As I grow older, I have anchored my curatorial paradigm around creativity and freedom. I recognize the necessity of both community and compassion, and my responsibility to reciprocally support the artists and works that sustain me. I had been hoping for the possibility of expanding my community to include Dora. From afar, she seemed so beautiful and beautifully complex, occupying a liminal space between figure and abstraction in her practice and in my imagination.

When I heard the news about Dora, I regretted having been too busy to meet her during the preparation of her exhibition. I had relied too heavily on my musings of a grand encounter where we would recognize each other as kindred spirits.  Her work carries on the traditions of Doyle Lane, Ken Price and other ceramics innovators at USC. And her forthright integration of her Mexican identity into her fine art practice without regard to normalizing convention, and the freedom with which she pursued her aesthetics, producing a body of work that was narrative and compositionally precise, all aligned with my curatorial tenets.

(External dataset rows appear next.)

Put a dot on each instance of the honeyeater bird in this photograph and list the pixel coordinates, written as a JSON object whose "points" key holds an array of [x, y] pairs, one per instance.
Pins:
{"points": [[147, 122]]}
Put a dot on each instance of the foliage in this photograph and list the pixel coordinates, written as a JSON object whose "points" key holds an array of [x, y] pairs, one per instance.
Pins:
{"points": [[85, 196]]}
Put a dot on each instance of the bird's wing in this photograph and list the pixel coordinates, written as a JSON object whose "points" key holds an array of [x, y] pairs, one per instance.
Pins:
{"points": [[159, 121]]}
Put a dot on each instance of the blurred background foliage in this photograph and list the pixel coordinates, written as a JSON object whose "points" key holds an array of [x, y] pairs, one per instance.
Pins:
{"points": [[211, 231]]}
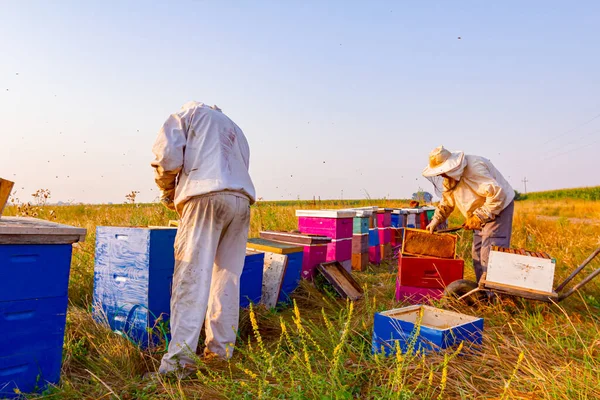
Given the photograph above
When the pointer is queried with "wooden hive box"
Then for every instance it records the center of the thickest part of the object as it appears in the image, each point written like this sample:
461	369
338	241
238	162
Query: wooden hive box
315	248
282	269
519	269
35	260
428	272
133	274
336	224
418	242
439	329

Although I never met her, like many Angelenos, I am rejoicing in a love affair with her objects on exhibition at Main Museum through May 13th, Mother’s Day. Allison Agsten, executive director of the Main Museum, allowed me to sit with De Lario’s works during installation, understanding my need to find the words to convey both my delight in Dora’s life and despair about her death. But as I sat among the rich hues, smooth glazes, fantastical creatures and powerful goddesses in the new mezzanine gallery on 4th Street in Downtown LA, I realized that Dora lives. She built a legacy by maintaining a studio on Irving Place in Culver City, just down the street from where my sons went to elementary school, as well as an exhibition history with Craft & Folk Art Museum and the Main Museum, both under the direction and strong leadership of women I respect and admire. Most importantly, she loved making tactile narratives full of depth that conjured space and time, an invitation for respite and contemplation for denizens of this bustling city.

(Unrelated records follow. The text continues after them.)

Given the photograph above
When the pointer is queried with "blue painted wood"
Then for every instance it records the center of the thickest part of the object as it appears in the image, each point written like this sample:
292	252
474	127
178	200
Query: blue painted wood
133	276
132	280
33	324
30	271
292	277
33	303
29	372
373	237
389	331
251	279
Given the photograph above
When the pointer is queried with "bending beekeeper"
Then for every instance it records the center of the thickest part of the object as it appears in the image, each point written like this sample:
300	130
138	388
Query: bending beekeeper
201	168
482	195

The ceramics, drawings and paintings of Dora De Larios are lasting gifts she generously created so that we can all know her. Agsten, who worked closely with her for the Other Worlds exhibition said, “I don’t remember who or what I fell in love with first, Dora or her work. I met her when she was 83 and she had a better sense of humor than most of my peers, she told the most riveting stories I’d ever heard, and she had a boundless energy for making art. The energy… I could feel it imbued in her work. The clay seemed to be an extension of this woman.

“Now, as l look at the work in gallery, that energy vibrates and reminds me that she is still with us in some ways. I feel enveloped [in] Dora’s love for beauty, her indomitable will, her joyous spirit. I am glad we are left with Dora’s sumptuous blues and her majestic goddesses. I see her wink in the playful faces of the creatures she created. But as much as I want them to be, the creatures are not Dora. Even the goddesses are not Dora. Those disks, which she told me represent unity for herself—a full circle if you look at it that way—those are not Dora.  I will miss her forever.”  Dora De Larios lives with us in memory, imagination and in the community she has created; the space for her enduring work.